These kids act like they’ve never gotten a half-pealed hard boiled egg for Halloween before.
If smartphones existed in the 80’s, most of us would have a parole officer.
For cardio, I attempt to swallow vitamins, while holding a cup of piping hot coffee.
Habitual Offender sounds more dignified than 3 time loser.
Marriage is the leading cause of Irreconcilable Differences.
You’re not with Greenpeace, Kyle, you’re doing Community Service.
According to HR, I have “a tendency to rub some people the wrong way”, which is disappointing, cuz I was aiming for ALL of ‘em.
If you ever see someone drinking straight from a flask in a mall food court… I wouldn’t make eye contact.
How I know this is unimportant.
According to this Fitbit, the coroner should’ve been here 10 minutes ago.

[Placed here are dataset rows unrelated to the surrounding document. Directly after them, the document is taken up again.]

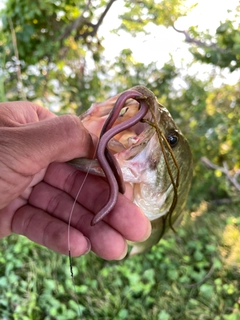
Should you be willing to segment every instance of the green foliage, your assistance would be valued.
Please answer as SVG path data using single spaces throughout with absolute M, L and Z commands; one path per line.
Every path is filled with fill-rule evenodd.
M 145 85 L 148 82 L 148 89 L 154 92 L 161 103 L 165 104 L 172 88 L 172 82 L 177 76 L 178 70 L 172 61 L 164 64 L 158 69 L 157 64 L 152 62 L 148 65 L 137 62 L 133 59 L 132 51 L 124 49 L 110 65 L 113 76 L 106 79 L 112 82 L 109 87 L 113 92 L 118 93 L 127 90 L 135 85 Z M 110 82 L 111 80 L 111 82 Z
M 69 30 L 66 38 L 64 35 L 68 31 L 66 26 L 73 23 L 84 12 L 85 6 L 85 1 L 76 0 L 41 2 L 9 0 L 3 10 L 3 32 L 9 31 L 11 19 L 15 27 L 19 58 L 25 64 L 37 64 L 39 60 L 56 62 L 66 54 L 63 52 L 66 49 L 65 45 L 70 46 L 71 54 L 79 49 L 73 36 L 75 33 L 85 32 L 86 23 L 90 23 L 93 16 L 93 8 L 88 11 L 88 18 L 83 17 L 84 24 L 81 23 L 77 30 Z M 9 55 L 13 55 L 11 41 L 8 41 L 7 45 L 5 50 Z M 67 54 L 64 58 L 68 58 Z
M 109 79 L 102 84 L 100 78 L 108 73 L 109 63 L 102 55 L 104 48 L 97 31 L 113 3 L 8 0 L 1 13 L 0 36 L 0 57 L 5 57 L 6 61 L 2 65 L 6 98 L 16 100 L 26 95 L 28 100 L 41 99 L 47 105 L 55 100 L 62 110 L 77 110 L 77 113 L 96 98 L 106 98 Z M 162 24 L 166 19 L 176 20 L 183 14 L 180 0 L 139 4 L 125 1 L 124 6 L 123 24 L 128 16 L 144 16 L 145 23 L 138 23 L 141 30 L 149 19 Z M 137 31 L 134 21 L 128 28 Z M 94 64 L 91 72 L 86 62 L 89 58 Z M 126 68 L 129 72 L 129 61 Z M 24 89 L 19 90 L 19 87 Z
M 191 28 L 191 35 L 203 39 L 202 45 L 191 48 L 196 60 L 235 71 L 240 67 L 240 6 L 235 21 L 226 20 L 216 30 L 214 37 Z
M 149 23 L 172 26 L 181 16 L 186 15 L 191 8 L 184 6 L 185 0 L 170 1 L 127 1 L 126 12 L 121 16 L 121 29 L 136 35 L 146 32 Z
M 3 239 L 1 316 L 234 319 L 240 315 L 240 253 L 234 253 L 235 243 L 229 239 L 234 239 L 232 228 L 240 220 L 237 205 L 231 205 L 231 219 L 227 210 L 203 202 L 185 217 L 177 234 L 169 234 L 145 255 L 121 262 L 93 254 L 75 258 L 74 284 L 67 257 L 23 237 Z

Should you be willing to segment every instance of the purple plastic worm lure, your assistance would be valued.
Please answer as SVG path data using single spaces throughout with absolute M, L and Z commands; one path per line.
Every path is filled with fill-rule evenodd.
M 124 107 L 125 102 L 128 99 L 134 99 L 139 102 L 139 111 L 132 118 L 116 125 L 115 127 L 112 127 L 114 122 L 118 118 L 121 109 Z M 109 117 L 103 125 L 97 148 L 97 159 L 102 170 L 105 173 L 107 182 L 109 184 L 110 194 L 106 205 L 93 218 L 92 225 L 95 225 L 97 222 L 102 220 L 113 209 L 117 201 L 118 192 L 125 192 L 125 184 L 122 177 L 122 171 L 115 157 L 108 150 L 107 144 L 109 140 L 112 139 L 116 134 L 132 127 L 140 120 L 142 120 L 147 112 L 148 104 L 146 102 L 146 97 L 144 97 L 138 91 L 129 90 L 119 96 Z

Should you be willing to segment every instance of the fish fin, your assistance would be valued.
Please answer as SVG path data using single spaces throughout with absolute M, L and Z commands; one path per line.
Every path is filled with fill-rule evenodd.
M 88 172 L 101 177 L 105 176 L 97 159 L 76 158 L 68 161 L 68 163 L 80 171 Z
M 135 254 L 144 253 L 149 251 L 155 244 L 157 244 L 163 236 L 163 219 L 162 217 L 151 221 L 152 233 L 150 237 L 143 242 L 129 242 L 132 245 L 132 249 L 129 256 Z
M 176 216 L 173 219 L 173 226 L 178 226 L 182 221 L 182 215 Z M 149 251 L 154 245 L 156 245 L 164 236 L 164 234 L 170 229 L 169 224 L 167 223 L 164 227 L 163 217 L 160 217 L 156 220 L 151 221 L 152 225 L 152 233 L 150 237 L 143 242 L 129 242 L 132 245 L 132 249 L 129 253 L 129 256 L 133 256 L 135 254 L 140 254 Z M 163 229 L 164 228 L 164 229 Z

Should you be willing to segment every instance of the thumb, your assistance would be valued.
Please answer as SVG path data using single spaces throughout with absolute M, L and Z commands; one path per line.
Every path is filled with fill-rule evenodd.
M 66 162 L 77 157 L 91 157 L 94 145 L 89 132 L 80 119 L 72 115 L 2 128 L 0 142 L 8 149 L 5 156 L 8 165 L 17 162 L 17 170 L 23 175 L 33 175 L 51 162 Z

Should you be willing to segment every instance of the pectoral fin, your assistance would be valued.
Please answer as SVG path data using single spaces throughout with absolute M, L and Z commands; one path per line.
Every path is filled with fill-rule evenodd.
M 104 173 L 97 159 L 76 158 L 68 163 L 80 171 L 104 177 Z

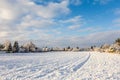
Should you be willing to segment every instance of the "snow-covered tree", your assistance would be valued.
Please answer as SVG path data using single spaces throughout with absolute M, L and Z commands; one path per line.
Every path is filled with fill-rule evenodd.
M 23 48 L 26 49 L 26 52 L 35 52 L 36 51 L 36 46 L 32 42 L 24 44 Z
M 4 43 L 4 48 L 2 49 L 6 52 L 11 52 L 12 51 L 12 45 L 10 41 L 5 41 Z

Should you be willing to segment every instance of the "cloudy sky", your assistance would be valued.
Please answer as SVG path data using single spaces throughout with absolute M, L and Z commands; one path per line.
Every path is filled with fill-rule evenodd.
M 86 47 L 118 37 L 120 0 L 0 0 L 1 42 Z

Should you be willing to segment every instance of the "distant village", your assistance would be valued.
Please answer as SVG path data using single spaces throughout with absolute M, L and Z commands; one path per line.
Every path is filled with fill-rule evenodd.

You had me at “define legal”.
Appears Hallmark doesn’t make a card for Condolences to a hot widow, for the untimely death of her elderly husband, under somewhat suspicious circumstances, and who may in fact be a person of interest.
I’m not flirting with disaster, I’m just Liking her selfies.
If I answer my phone and you ask for me by my full name, there’s a 100% chance we’re about to be disconnected.
Jokes on you DUI Checkpoint, we can no longer afford to drink AND drive.
If by “interests” you mean vices, then sure, I have several outside interests.